At common law but one witness was required, but by an act of Edward VI. two witnesses were necessary, though they may speak to different overt acts of the same kind. This was often evaded in later practice before the Revolution. At the trial of Algernon Sidney (q.v.) in 1683 the want of one witness was supplied by a pamphlet found in the prisoner's study, affirming that the king was subject to parliament, and that 'we may therefore change or take away kings.' The accused must, before his trial, be furnished with a copy of the indictment, a list of witnesses and jury. For two centuries he has been allowed the assistance of counsel, a privilege not granted to those accused of felony till very recent times. Also the trial must take place within three years of the commission of the alleged offence, unless it be the attempted assassination of the king, in which case the prisoner shall be tried in the same manner as if charged with murder.
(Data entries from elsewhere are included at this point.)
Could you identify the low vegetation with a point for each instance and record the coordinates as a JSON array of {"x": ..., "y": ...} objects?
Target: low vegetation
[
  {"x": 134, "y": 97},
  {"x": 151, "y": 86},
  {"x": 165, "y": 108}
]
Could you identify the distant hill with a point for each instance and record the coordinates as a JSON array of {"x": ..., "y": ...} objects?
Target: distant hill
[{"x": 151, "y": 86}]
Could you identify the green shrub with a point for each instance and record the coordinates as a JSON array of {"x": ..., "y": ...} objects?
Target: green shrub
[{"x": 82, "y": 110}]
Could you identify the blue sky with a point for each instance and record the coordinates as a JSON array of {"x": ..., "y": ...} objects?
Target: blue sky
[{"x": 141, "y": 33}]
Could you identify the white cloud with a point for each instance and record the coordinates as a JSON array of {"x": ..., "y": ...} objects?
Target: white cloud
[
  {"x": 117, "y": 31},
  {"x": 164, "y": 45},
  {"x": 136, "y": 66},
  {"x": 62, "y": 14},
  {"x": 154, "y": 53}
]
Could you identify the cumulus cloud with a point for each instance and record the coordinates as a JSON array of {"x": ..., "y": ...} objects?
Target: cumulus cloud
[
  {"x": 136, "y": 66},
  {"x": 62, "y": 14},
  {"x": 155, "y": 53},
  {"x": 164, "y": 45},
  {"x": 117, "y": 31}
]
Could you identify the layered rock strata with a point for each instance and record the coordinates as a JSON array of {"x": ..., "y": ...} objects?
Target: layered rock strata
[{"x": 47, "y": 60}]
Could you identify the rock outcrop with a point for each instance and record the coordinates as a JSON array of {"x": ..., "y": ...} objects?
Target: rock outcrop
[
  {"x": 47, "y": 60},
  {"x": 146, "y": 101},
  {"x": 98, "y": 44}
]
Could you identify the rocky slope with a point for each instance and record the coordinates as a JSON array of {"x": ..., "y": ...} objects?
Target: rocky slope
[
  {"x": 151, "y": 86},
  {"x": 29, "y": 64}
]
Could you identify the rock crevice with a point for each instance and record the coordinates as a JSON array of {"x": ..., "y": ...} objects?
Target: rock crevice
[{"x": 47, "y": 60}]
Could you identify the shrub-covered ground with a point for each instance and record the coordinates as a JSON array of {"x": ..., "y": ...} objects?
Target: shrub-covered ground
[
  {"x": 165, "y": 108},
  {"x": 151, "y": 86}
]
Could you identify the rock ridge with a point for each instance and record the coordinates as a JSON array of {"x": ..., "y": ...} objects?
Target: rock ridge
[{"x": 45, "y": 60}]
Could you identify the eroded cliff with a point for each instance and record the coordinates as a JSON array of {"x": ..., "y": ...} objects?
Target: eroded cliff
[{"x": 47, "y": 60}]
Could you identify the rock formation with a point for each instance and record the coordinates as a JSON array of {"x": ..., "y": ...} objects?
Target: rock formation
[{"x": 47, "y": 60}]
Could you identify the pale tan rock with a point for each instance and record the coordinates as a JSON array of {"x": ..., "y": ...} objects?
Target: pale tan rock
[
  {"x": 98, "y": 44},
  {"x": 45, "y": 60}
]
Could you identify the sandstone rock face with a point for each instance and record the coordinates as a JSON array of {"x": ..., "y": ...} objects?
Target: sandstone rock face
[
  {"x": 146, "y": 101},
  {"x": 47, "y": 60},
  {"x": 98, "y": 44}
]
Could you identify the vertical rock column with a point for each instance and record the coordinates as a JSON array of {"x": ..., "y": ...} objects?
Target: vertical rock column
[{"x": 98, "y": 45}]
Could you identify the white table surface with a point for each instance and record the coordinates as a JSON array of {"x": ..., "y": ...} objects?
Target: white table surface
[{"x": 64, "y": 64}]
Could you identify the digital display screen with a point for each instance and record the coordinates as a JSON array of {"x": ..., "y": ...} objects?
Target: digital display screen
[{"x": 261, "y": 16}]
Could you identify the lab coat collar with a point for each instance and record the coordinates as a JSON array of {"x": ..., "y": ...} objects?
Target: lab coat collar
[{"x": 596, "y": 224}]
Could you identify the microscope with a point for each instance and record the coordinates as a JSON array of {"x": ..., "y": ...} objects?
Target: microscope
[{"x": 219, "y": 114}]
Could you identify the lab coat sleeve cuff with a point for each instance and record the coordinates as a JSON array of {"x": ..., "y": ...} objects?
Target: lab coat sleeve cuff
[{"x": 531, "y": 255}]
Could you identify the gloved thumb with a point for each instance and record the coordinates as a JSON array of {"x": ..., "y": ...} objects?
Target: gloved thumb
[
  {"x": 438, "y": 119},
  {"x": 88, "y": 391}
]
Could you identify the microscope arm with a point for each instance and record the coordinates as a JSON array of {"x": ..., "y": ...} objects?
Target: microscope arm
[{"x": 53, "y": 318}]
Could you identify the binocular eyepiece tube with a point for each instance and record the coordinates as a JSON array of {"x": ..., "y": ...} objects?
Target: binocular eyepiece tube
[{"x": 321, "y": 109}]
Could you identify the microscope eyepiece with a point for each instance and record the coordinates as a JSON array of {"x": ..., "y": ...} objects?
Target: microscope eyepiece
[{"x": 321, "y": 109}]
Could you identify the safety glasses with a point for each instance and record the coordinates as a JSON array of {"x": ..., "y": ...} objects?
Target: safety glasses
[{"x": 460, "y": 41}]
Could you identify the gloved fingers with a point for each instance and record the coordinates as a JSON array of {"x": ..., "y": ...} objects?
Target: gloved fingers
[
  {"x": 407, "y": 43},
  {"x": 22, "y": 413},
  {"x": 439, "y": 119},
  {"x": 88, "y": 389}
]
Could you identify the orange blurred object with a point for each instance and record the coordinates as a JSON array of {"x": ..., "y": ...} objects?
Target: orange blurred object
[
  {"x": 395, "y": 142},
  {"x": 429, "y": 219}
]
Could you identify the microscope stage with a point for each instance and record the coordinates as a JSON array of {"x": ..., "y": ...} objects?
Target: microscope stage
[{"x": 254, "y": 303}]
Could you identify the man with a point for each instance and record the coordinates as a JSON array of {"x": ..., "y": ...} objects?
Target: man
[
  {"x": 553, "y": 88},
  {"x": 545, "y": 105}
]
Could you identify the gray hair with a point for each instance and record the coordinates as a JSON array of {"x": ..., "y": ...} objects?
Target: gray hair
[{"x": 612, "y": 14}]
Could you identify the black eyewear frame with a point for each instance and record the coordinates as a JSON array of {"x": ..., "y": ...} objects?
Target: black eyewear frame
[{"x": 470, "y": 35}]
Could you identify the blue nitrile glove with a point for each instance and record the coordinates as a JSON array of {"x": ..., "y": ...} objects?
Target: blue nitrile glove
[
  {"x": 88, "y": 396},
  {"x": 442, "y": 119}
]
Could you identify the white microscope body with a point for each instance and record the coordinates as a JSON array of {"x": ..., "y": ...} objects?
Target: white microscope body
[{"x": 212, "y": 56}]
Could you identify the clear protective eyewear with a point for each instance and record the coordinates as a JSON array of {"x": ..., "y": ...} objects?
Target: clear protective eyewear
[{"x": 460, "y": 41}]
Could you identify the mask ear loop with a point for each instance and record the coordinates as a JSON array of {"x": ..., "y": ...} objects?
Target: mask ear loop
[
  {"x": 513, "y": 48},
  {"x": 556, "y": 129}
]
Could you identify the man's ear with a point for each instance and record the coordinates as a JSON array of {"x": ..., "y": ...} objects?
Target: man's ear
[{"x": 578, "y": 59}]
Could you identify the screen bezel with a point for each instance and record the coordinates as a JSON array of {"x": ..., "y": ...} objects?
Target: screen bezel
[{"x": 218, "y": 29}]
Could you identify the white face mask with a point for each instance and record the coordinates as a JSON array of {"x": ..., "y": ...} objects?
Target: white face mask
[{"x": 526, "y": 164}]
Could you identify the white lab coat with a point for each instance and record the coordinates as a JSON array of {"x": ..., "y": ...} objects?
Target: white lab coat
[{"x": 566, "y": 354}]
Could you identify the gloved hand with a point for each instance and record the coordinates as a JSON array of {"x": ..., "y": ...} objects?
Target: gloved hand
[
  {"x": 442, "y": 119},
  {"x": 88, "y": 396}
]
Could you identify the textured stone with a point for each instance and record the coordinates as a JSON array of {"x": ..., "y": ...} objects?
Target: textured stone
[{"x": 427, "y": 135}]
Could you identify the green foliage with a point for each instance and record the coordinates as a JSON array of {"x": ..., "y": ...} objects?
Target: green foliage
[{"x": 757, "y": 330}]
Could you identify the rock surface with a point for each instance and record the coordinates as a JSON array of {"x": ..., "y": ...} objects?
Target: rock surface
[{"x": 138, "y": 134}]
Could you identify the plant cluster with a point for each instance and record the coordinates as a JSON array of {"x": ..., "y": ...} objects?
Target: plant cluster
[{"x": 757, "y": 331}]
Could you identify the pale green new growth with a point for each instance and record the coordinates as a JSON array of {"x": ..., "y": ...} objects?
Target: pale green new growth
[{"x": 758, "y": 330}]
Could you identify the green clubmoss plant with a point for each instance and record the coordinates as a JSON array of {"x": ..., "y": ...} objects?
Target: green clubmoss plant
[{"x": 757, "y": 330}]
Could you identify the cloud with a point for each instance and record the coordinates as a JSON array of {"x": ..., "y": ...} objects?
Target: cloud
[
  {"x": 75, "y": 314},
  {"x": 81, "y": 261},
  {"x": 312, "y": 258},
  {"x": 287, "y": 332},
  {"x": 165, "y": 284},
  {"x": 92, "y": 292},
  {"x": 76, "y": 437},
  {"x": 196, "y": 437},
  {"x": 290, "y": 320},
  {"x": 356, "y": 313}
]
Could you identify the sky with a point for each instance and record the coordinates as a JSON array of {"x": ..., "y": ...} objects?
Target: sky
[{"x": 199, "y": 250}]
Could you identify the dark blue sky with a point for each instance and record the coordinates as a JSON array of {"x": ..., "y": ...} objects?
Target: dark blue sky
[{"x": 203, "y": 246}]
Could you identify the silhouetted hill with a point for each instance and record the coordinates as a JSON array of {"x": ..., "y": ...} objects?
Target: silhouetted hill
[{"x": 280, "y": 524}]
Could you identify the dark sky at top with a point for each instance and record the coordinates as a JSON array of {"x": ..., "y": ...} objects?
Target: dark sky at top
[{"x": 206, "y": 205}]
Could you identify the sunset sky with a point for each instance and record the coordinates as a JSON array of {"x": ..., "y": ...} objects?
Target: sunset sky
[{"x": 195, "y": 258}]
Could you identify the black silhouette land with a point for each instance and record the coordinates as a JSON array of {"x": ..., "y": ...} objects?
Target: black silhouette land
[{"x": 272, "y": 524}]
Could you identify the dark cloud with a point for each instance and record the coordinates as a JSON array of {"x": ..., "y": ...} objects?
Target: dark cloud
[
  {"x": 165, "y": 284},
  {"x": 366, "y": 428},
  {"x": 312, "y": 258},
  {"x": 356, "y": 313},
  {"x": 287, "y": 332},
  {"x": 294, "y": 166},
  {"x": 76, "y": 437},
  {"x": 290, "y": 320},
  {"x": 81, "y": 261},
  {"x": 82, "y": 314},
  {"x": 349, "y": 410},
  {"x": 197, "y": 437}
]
The punishment for high-treason has always been death. In its old savage form, first inflicted in 1284 on the Welsh prince David, and on Sir William Wallace a few years later, and in force till 1870, the sentence provided that the criminal should be drawn on a hurdle to the place of execution, be hanged but not till he is dead, be cut down and have his entrails torn out and burned before his eyes, and then be beheaded and quartered, his remains to be disposed of as the king should think fit (see DRAWING AND QUARTERING). That sentence was last passed (though not carried out) in 1867 on the Fenians Burke and O'Brien. Women were burned alive, though the sentence might be commuted by the king to beheading, as in the case of Lady Alicia Lisle (q.v.). The punishment is now execution by hanging. The Act of 1870 prevented forfeiture of property on conviction for treason; but it is thought the Act of 1668, abolishing public executions, does not apply to those convicted of this crime. See Stephen's Digest, p. 45.
Law of Treason in Scotland.—After the Union (1707) an act (7 Anne, c. 21) was passed making the Scots law of treason the same as the English. Thus the prosecution is not at the instance of the Lord Advocate but on the presentment of a grand jury, and there is a petty jury of twelve who determine the guilt or innocence of the prisoner. Trial in absence or after death was also abolished. The traitor's property is still forfeited, as the Act of 1870 does not apply to Scotland.
In the United States, where the people as a community, and not any one individual, is sovereign, treason is necessarily confined to levying war against the state, or adhering to and giving aid and comfort to its enemies. It implies the assembling of a body of men for the purpose of overturning or resisting the government by force; but an assembly for deliberative purposes alone does not fall under the head of treason, since the law distinguishes between deliberation and—what is a distinct step beyond it—any act of war, even though the latter be the direct outcome of the former.
See Chitty, On the Criminal Law; Stephen, Digest and History of the Criminal Law; State Trials; Macdonald, Treatise on the Criminal Law of Scotland.